Performance Benchmarking Framework

Latency Targets per Intent

Intent p50 Target p95 Target p99 Target Model Parallelism Strategy
Greeting 150ms 250ms 400ms Haiku None (direct generation)
Simple FAQ 200ms 400ms 600ms Haiku Cache check only
Order status 300ms 500ms 800ms Haiku DynamoDB lookup parallel with cache
Product search 800ms 1500ms 2200ms Sonnet Full parallel fan-out (RAG + Session + Profile)
Manga recommendation 1200ms 2500ms 3000ms Sonnet Full parallel fan-out + streaming
Plot comparison 1500ms 2800ms 3500ms Sonnet Full parallel fan-out + streaming
Complaint handling 1000ms 2000ms 2800ms Sonnet Full parallel fan-out + streaming

Automated Regression Detection

flowchart TD
    START[Scheduled Benchmark<br/>Every 15 min] --> RUN[Execute Test Suite<br/>50 queries per intent]
    RUN --> COLLECT[Collect Latency<br/>Distributions]
    COLLECT --> COMPARE{p95 vs Baseline<br/>Mann-Whitney U Test}

    COMPARE -->|p > 0.05<br/>No regression| LOG[Log to CloudWatch<br/>Update Dashboard]
    COMPARE -->|p <= 0.05<br/>Regression detected| SEVERITY{Regression<br/>Severity}

    SEVERITY -->|< 10% increase| WARN[CloudWatch Alarm<br/>SEV-3 Warning]
    SEVERITY -->|10-25% increase| ALERT[PagerDuty Alert<br/>SEV-2]
    SEVERITY -->|> 25% increase| CRITICAL[PagerDuty Page<br/>SEV-1 + Auto-Rollback]

    WARN --> DASHBOARD[Update Grafana<br/>Dashboard]
    ALERT --> DASHBOARD
    CRITICAL --> ROLLBACK[Auto-Rollback<br/>Last Known Good Config] --> DASHBOARD

    style CRITICAL fill:#e74c3c,color:#fff
    style ALERT fill:#f39c12,color:#000
    style WARN fill:#f1c40f,color:#000
    style LOG fill:#2ecc71,color:#000

Benchmarking Metrics Collection

import asyncio
import statistics
import time
from dataclasses import dataclass, field

import boto3
from scipy import stats


@dataclass
class BenchmarkResult:
    """Results from a single benchmark run."""
    intent: str
    latencies_ms: list[float] = field(default_factory=list)
    first_token_latencies_ms: list[float] = field(default_factory=list)
    errors: int = 0
    total_requests: int = 0

    @property
    def p50(self) -> float:
        return self._percentile(50)

    @property
    def p95(self) -> float:
        return self._percentile(95)

    @property
    def p99(self) -> float:
        return self._percentile(99)

    @property
    def first_token_p50(self) -> float:
        return self._percentile(50, self.first_token_latencies_ms)

    @property
    def first_token_p95(self) -> float:
        return self._percentile(95, self.first_token_latencies_ms)

    def _percentile(
        self, pct: int, data: list[float] | None = None
    ) -> float:
        d = data if data is not None else self.latencies_ms
        if not d:
            return 0.0
        sorted_d = sorted(d)
        idx = int(len(sorted_d) * pct / 100)
        return sorted_d[min(idx, len(sorted_d) - 1)]

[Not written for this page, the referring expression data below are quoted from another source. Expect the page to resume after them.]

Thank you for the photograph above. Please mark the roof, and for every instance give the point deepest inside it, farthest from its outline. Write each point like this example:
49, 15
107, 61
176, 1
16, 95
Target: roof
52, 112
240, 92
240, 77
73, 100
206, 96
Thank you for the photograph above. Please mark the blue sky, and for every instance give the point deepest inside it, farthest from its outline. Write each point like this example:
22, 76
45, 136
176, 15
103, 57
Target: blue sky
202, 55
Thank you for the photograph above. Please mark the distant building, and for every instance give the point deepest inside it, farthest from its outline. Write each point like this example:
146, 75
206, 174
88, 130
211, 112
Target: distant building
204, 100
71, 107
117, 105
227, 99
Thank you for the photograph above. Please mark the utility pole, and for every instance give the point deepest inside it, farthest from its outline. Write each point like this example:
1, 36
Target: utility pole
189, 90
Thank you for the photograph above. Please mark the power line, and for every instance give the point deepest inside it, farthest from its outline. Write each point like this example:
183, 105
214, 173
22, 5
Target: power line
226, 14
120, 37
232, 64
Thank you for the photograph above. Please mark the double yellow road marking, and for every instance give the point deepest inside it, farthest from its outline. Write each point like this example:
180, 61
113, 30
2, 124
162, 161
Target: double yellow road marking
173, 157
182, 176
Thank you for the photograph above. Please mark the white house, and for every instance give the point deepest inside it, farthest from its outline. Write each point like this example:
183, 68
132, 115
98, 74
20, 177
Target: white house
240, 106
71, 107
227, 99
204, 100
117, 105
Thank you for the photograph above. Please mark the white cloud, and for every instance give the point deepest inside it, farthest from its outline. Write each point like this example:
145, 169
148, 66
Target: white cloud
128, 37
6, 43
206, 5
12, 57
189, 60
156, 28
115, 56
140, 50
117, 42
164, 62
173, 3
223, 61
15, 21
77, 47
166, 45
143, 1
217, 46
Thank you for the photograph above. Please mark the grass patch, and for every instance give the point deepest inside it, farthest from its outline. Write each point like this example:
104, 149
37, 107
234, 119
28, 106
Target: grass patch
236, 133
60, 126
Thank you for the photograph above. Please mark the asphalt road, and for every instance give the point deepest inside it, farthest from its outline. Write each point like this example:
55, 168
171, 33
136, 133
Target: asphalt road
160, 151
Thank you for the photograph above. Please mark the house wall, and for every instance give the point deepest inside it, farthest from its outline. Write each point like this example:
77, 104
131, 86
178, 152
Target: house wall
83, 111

class LatencyBenchmarkRunner:
    """
    Automated latency benchmarking for MangaAssist.

    Runs test queries per intent, collects latency distributions,
    and performs statistical regression detection against a baseline.
    """

    BASELINE_TARGETS = {
        "greeting": {"p50": 150, "p95": 250, "p99": 400},
        "faq": {"p50": 200, "p95": 400, "p99": 600},
        "order_status": {"p50": 300, "p95": 500, "p99": 800},
        "product_search": {"p50": 800, "p95": 1500, "p99": 2200},
        "recommendation": {"p50": 1200, "p95": 2500, "p99": 3000},
        "comparison": {"p50": 1500, "p95": 2800, "p99": 3500},
        "complaint": {"p50": 1000, "p95": 2000, "p99": 2800},
    }

    TEST_QUERIES = {
        "greeting": ["Hello!", "Hi there", "Good evening"],
        "faq": [
            "Do you ship internationally?",
            "What's your return policy?",
            "Do you accept PayPal?",
        ],
        "order_status": [
            "Where is order #MNG-78901?",
            "Track my latest order",
            "When will my package arrive?",
        ],
        "product_search": [
            "Show me shonen manga under 1000 yen",
            "New releases this week",
            "Manga by Eiichiro Oda",
        ],
        "recommendation": [
            "Suggest manga like One Piece",
            "Best manga for beginners",
            "What's trending in seinen?",
        ],
        "comparison": [
            "Compare Naruto and Bleach",
            "Dragon Ball vs One Piece",
            "How is Jujutsu Kaisen different from Demon Slayer?",
        ],
        "complaint": [
            "My order arrived damaged",
            "I received the wrong volume",
            "I want a refund for my last purchase",
        ],
    }

    def __init__(self, orchestrator, cloudwatch_client=None):
        self.orchestrator = orchestrator
        self.cloudwatch = cloudwatch_client or boto3.client("cloudwatch")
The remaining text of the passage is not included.